Ciniewicz made the comments in the same Treasury Committee evidence hearing in which HMRC's interim permanent secretary, Jim Harra, admitted his department was facing a pay "crisis".

Asked whether it was fair to ask people who had been pushed into participating in disguised-remuneration schemes by promoters to pay the loan charge, she told MPs HMRC was trying to avoid similar situations in future by “keeping a very close eye on the market so we are spotting schemes as they emerge”.

Ciniewicz said her department is piloting new approaches ways to identify tax-avoidance schemes because they are rarely disclosed by the companies that sell them.

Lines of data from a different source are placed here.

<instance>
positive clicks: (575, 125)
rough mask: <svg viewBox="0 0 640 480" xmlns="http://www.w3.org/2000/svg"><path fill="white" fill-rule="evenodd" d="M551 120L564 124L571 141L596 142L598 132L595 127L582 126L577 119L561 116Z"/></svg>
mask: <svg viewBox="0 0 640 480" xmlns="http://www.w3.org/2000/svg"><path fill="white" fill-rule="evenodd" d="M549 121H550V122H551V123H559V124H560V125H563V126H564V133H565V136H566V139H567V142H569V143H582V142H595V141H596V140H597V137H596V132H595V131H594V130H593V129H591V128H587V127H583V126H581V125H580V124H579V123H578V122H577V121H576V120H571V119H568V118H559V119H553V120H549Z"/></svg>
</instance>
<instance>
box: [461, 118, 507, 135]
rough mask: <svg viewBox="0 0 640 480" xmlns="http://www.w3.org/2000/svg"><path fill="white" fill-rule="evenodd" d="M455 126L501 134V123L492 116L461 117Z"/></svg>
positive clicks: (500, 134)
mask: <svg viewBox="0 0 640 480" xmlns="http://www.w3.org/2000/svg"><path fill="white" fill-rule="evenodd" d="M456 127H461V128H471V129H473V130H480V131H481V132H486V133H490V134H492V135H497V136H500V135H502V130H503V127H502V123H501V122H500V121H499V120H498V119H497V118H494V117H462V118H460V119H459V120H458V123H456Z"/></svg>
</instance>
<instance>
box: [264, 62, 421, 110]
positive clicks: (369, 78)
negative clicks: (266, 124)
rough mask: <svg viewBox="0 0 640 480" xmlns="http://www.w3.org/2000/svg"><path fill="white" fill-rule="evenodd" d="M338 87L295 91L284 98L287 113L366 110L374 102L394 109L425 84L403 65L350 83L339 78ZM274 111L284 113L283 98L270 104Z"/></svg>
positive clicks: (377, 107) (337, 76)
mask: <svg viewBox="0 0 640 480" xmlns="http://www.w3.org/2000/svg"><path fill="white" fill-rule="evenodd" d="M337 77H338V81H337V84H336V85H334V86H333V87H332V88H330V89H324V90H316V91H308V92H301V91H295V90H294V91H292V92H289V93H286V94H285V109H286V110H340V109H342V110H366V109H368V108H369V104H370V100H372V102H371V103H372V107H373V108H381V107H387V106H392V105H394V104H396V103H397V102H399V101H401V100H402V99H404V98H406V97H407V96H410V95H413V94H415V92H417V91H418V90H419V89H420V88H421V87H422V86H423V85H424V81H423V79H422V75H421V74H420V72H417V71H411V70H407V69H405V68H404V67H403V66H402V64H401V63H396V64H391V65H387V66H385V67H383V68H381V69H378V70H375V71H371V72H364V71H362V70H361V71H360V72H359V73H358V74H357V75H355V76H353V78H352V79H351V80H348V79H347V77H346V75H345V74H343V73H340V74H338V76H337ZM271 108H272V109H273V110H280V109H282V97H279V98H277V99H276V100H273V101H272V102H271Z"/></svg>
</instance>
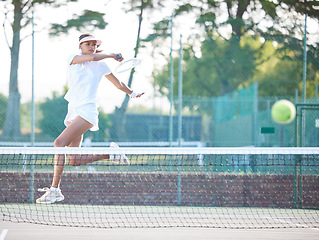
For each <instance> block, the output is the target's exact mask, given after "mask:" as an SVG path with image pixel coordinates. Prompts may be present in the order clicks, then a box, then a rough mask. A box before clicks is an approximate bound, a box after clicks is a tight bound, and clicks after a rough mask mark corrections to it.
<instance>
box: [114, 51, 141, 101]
mask: <svg viewBox="0 0 319 240" xmlns="http://www.w3.org/2000/svg"><path fill="white" fill-rule="evenodd" d="M115 59H116V60H118V61H121V60H123V57H122V55H121V54H116V56H115ZM140 63H141V60H139V59H137V58H132V59H129V60H126V61H124V62H121V63H120V64H119V65H118V66H117V67H116V69H115V71H116V72H117V73H122V72H125V71H128V70H131V69H132V68H135V67H136V66H137V65H139V64H140ZM142 95H144V92H142V93H136V92H134V91H133V92H132V93H131V94H129V96H130V97H131V98H139V97H141V96H142Z"/></svg>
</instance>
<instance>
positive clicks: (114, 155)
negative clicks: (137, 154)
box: [110, 142, 130, 165]
mask: <svg viewBox="0 0 319 240" xmlns="http://www.w3.org/2000/svg"><path fill="white" fill-rule="evenodd" d="M110 147H111V148H119V145H117V144H116V143H115V142H111V145H110ZM110 159H111V160H113V161H119V162H120V163H122V164H125V165H130V160H128V158H127V157H126V155H125V154H114V155H113V156H110Z"/></svg>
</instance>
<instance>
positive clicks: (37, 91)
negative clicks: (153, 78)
mask: <svg viewBox="0 0 319 240" xmlns="http://www.w3.org/2000/svg"><path fill="white" fill-rule="evenodd" d="M84 2H85V1H80V3H77V4H75V3H73V4H69V6H68V7H67V8H66V7H65V8H61V9H59V10H48V8H43V7H42V8H38V11H35V14H34V16H35V17H34V19H35V24H36V26H35V30H36V31H38V30H39V29H42V26H43V23H46V22H57V21H59V19H60V21H62V22H63V21H65V20H66V19H68V18H71V17H72V14H73V13H74V12H77V13H79V12H81V11H82V10H84V9H85V8H86V7H87V1H86V4H84ZM122 6H123V5H122V1H109V2H108V3H107V5H106V4H105V1H100V0H90V6H89V9H90V10H95V11H101V12H104V13H105V21H106V22H108V25H107V26H106V28H105V29H104V30H96V31H94V32H92V33H93V34H94V35H95V36H96V37H98V38H100V39H101V40H102V41H103V43H102V45H101V46H100V49H102V50H103V51H104V52H105V53H113V52H115V53H118V52H120V53H122V55H123V56H124V58H125V59H130V58H132V57H134V51H133V50H134V47H135V44H136V36H137V28H138V18H137V16H136V14H134V13H125V11H124V10H123V9H122ZM57 16H58V17H57ZM0 22H1V23H2V22H3V16H1V17H0ZM143 28H144V29H143ZM148 28H150V25H149V24H148V22H147V21H145V22H144V24H143V26H142V32H141V34H142V36H143V35H144V36H146V35H147V31H148ZM28 31H29V32H28ZM31 32H32V29H31V27H29V28H28V29H26V30H25V31H23V34H24V35H29V34H31ZM81 33H82V32H81ZM81 33H79V32H76V31H73V32H72V34H70V35H68V36H66V35H64V36H61V37H56V38H50V37H48V34H47V31H40V32H36V33H35V48H34V49H35V57H34V66H35V67H34V69H35V71H34V98H35V101H37V102H38V101H43V100H44V99H45V98H46V97H51V96H52V93H53V92H54V91H55V92H58V93H62V92H63V88H64V86H65V85H67V78H66V76H67V64H66V60H67V58H68V56H69V55H71V54H73V53H79V50H78V37H79V35H80V34H81ZM9 42H10V40H9ZM0 46H1V55H2V57H1V59H0V61H1V69H2V70H1V72H2V74H1V75H2V77H1V81H0V93H2V94H4V95H6V96H8V91H9V90H8V89H9V78H10V77H9V72H10V52H9V49H8V47H7V44H6V42H5V38H4V35H3V31H2V29H1V35H0ZM20 49H21V50H20V62H19V91H20V94H21V102H22V103H25V102H28V101H30V100H31V96H32V38H31V37H29V38H27V39H25V40H23V41H22V43H21V47H20ZM138 58H140V59H141V64H140V65H139V66H137V67H136V72H135V76H134V80H133V85H132V89H133V90H134V91H136V92H145V95H144V96H143V98H139V99H131V100H130V104H133V105H134V104H135V105H141V104H143V105H145V104H146V105H148V106H149V107H152V106H153V102H154V101H156V105H163V102H164V103H165V104H166V105H167V101H166V100H165V99H155V100H154V98H153V96H154V94H153V87H152V84H151V76H152V70H153V66H154V63H153V61H152V58H151V56H150V54H149V53H147V52H145V51H141V54H139V55H138ZM105 61H106V63H107V64H108V65H109V67H110V68H111V70H112V71H114V69H115V67H116V66H117V65H118V62H116V61H115V60H112V59H107V60H105ZM114 74H115V75H116V76H117V77H118V78H119V79H120V80H121V81H123V82H125V83H127V82H128V78H129V71H128V72H125V73H120V74H118V73H114ZM124 97H125V94H124V93H123V92H122V91H120V90H118V89H116V88H115V87H114V85H113V84H111V83H110V82H109V81H108V80H107V79H106V78H102V80H101V83H100V86H99V90H98V102H99V105H100V107H102V108H103V110H104V111H105V112H107V113H108V112H112V111H113V110H114V108H115V107H120V105H121V103H122V101H123V99H124Z"/></svg>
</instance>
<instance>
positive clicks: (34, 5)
mask: <svg viewBox="0 0 319 240" xmlns="http://www.w3.org/2000/svg"><path fill="white" fill-rule="evenodd" d="M76 1H77V0H63V1H62V0H61V1H51V0H11V1H10V0H2V1H1V3H2V5H3V11H2V12H3V14H4V16H5V22H4V24H3V26H7V25H10V26H11V31H12V39H11V44H9V37H8V35H9V34H7V30H6V29H4V33H5V37H6V40H7V44H8V47H9V49H10V53H11V67H10V84H9V99H8V106H7V111H6V118H5V123H4V129H3V133H2V135H3V136H4V137H5V138H9V139H14V140H19V139H20V138H21V131H20V93H19V88H18V68H19V53H20V43H21V41H22V40H23V39H24V38H25V37H27V36H24V37H22V36H21V30H22V29H24V28H25V27H27V26H28V25H30V24H31V22H32V21H31V17H32V16H31V11H32V10H33V9H35V8H36V7H37V6H38V5H48V6H51V7H53V8H57V7H59V6H61V5H63V4H66V3H68V2H76ZM88 23H89V24H88ZM88 25H90V26H96V27H97V28H104V27H105V26H106V23H105V22H104V20H103V14H101V13H96V12H93V11H88V10H86V11H84V14H83V15H82V16H78V15H74V18H73V19H72V20H69V21H68V22H67V24H65V25H61V24H53V26H52V29H56V30H59V31H61V32H67V30H68V29H71V28H76V29H85V27H87V26H88ZM52 34H53V35H54V34H57V32H54V30H53V31H52Z"/></svg>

HMRC is piloting a programme of work monitoring Pay As You Earn and other “real-time” data for indications that people may be getting drawn into tax-avoidance schemes, before contacting them in an attempt to “steer them away”, she said.

Of the 16 schemes that were disclosed last year via the Disclosure of Tax Avoidance Schemes mechanism, only five were proactively disclosed. “We forced the disclosure of the others, and we’re intent on making the UK an uncomfortable place to be an avoidance promoter,” Ciniewicz said.

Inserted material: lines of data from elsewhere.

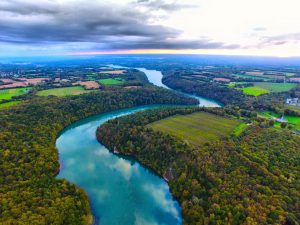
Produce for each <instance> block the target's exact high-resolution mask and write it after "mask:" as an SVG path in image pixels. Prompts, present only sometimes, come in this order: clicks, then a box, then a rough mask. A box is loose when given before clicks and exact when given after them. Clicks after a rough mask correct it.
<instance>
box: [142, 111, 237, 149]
mask: <svg viewBox="0 0 300 225" xmlns="http://www.w3.org/2000/svg"><path fill="white" fill-rule="evenodd" d="M239 124H240V121H238V120H236V119H228V118H224V117H220V116H216V115H213V114H209V113H205V112H199V113H193V114H190V115H185V116H181V115H176V116H172V117H169V118H166V119H162V120H159V121H157V122H154V123H152V124H150V125H148V126H150V127H152V128H153V129H155V130H158V131H163V132H167V133H169V134H171V135H173V136H176V137H178V138H180V139H183V140H185V141H188V142H189V143H191V144H193V145H195V146H201V145H203V144H204V143H206V142H209V141H214V140H217V139H218V138H220V137H224V136H227V135H229V134H230V133H232V132H233V130H234V128H235V127H236V126H237V125H239Z"/></svg>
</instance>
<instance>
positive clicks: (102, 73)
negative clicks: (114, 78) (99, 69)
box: [100, 70, 126, 75]
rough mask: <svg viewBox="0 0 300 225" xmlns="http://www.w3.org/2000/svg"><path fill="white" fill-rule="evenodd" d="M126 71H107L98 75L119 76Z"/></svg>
mask: <svg viewBox="0 0 300 225" xmlns="http://www.w3.org/2000/svg"><path fill="white" fill-rule="evenodd" d="M125 72H126V70H107V71H101V72H100V74H113V75H121V74H124V73H125Z"/></svg>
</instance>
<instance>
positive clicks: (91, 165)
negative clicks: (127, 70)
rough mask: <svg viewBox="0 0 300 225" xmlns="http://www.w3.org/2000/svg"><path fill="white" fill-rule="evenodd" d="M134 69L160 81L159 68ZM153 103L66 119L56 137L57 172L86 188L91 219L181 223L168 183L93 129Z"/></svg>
mask: <svg viewBox="0 0 300 225" xmlns="http://www.w3.org/2000/svg"><path fill="white" fill-rule="evenodd" d="M139 70H141V71H143V72H144V73H145V74H146V75H147V77H148V79H149V81H150V82H151V83H153V84H155V85H157V86H161V87H166V86H165V85H164V84H162V82H161V78H162V74H161V73H160V72H159V71H155V70H146V69H139ZM193 97H195V96H193ZM197 99H199V100H200V105H203V106H208V107H211V106H219V105H218V103H217V102H215V101H210V100H208V99H203V98H199V97H197ZM157 107H161V106H159V105H152V106H142V107H134V108H129V109H123V110H118V111H113V112H109V113H103V114H100V115H97V116H94V117H90V118H87V119H84V120H81V121H78V122H76V123H74V124H72V125H70V126H69V127H67V128H66V129H65V130H64V131H63V132H62V133H61V135H60V136H59V138H58V139H57V141H56V147H57V148H58V151H59V156H60V164H61V170H60V173H59V174H58V176H57V177H58V178H65V179H67V180H69V181H71V182H72V183H75V184H76V185H77V186H79V187H81V188H83V189H84V190H85V191H86V192H87V194H88V196H89V199H90V202H91V209H92V213H93V216H94V224H97V225H98V224H101V225H119V224H120V225H133V224H136V225H148V224H149V225H152V224H153V225H154V224H164V225H167V224H170V225H176V224H182V217H181V208H180V206H179V204H178V202H177V201H175V200H174V199H173V198H172V195H171V193H170V191H169V187H168V184H167V183H166V182H165V181H164V180H163V179H162V178H160V177H158V176H156V175H155V174H154V173H153V172H151V171H150V170H149V169H147V168H145V167H144V166H142V165H141V164H139V163H138V162H136V161H134V160H132V159H130V158H127V157H120V156H117V155H114V154H112V153H111V152H109V151H108V149H107V148H106V147H104V146H103V145H101V144H99V142H98V141H97V139H96V135H95V134H96V129H97V127H98V126H100V125H101V124H103V123H105V122H106V121H108V120H110V119H113V118H116V117H119V116H124V115H128V114H131V113H134V112H138V111H141V110H146V109H150V108H157Z"/></svg>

“We’re very aware of the need to increase the amount of awareness in the population of the dangers of getting involved in avoidance – the message remains ‘If it looks too good to be true, then it probably is’ – and we are working our socks off really to tackle promoters who are selling avoidance schemes,” she added.

'Signs of distress'

Some 50,000 people stand to face the loan charge when it comes into force next April, of which around 19,000 have provided details to HMRC that would enable them to repay their debt before that date. That includes 8,000 people who have repaid their loans already, HMRC interim permanent secretary Jim Harra told the committee.

An independent inquiry into the loan charge is underway and being led by former National Audit Office head Sir Amyas Morse.

Harra also confirmed that HMRC had referred four cases in which it had been informed that people it had contacted about disguised-remuneration schemes had committed suicide to the Independent Office for Police Conduct

In two cases, the watchdog concluded no further action was needed. HMRC had opened internal reviews led by a director “who is independent of the compliance group” charged with handling the loan charge, he said.

Asked whether he felt HMRC was taking too aggressive an approach to recovering the tax debts, Harra said he believed the agency’s debt-recovery approach was “reasonable”. He said people had been offered an instalment plan where they were unable to repay the full lump sum in one go.

However, he said this only happened when people were proactive about telling HMRC that they could not afford repayments. “It is the case that if we are unaware of the reasons someone is not paying their debt then we will take our standard recovery action,” he said.

He said HMRC had “clear policies in place” for staff to follow if customers showed signs of distress. “We train our frontline staff to recognise those signs and we’ve taken extra steps in the counter-avoidance directorate to do that, including putting in place a network of support specialists across the directorate who can give extra help to the frontline staff if they detect that,” he said.

“We don’t want anyone to harm themselves, we don’t want to feel mental anguish and we do… recognise that if you’re experiencing an investigation into your tax affairs or you experience a very large tax bill that that can be a stressful situation.

“Anyone who has a family member who has taken their own life for this reason or any other reason has my condolences.”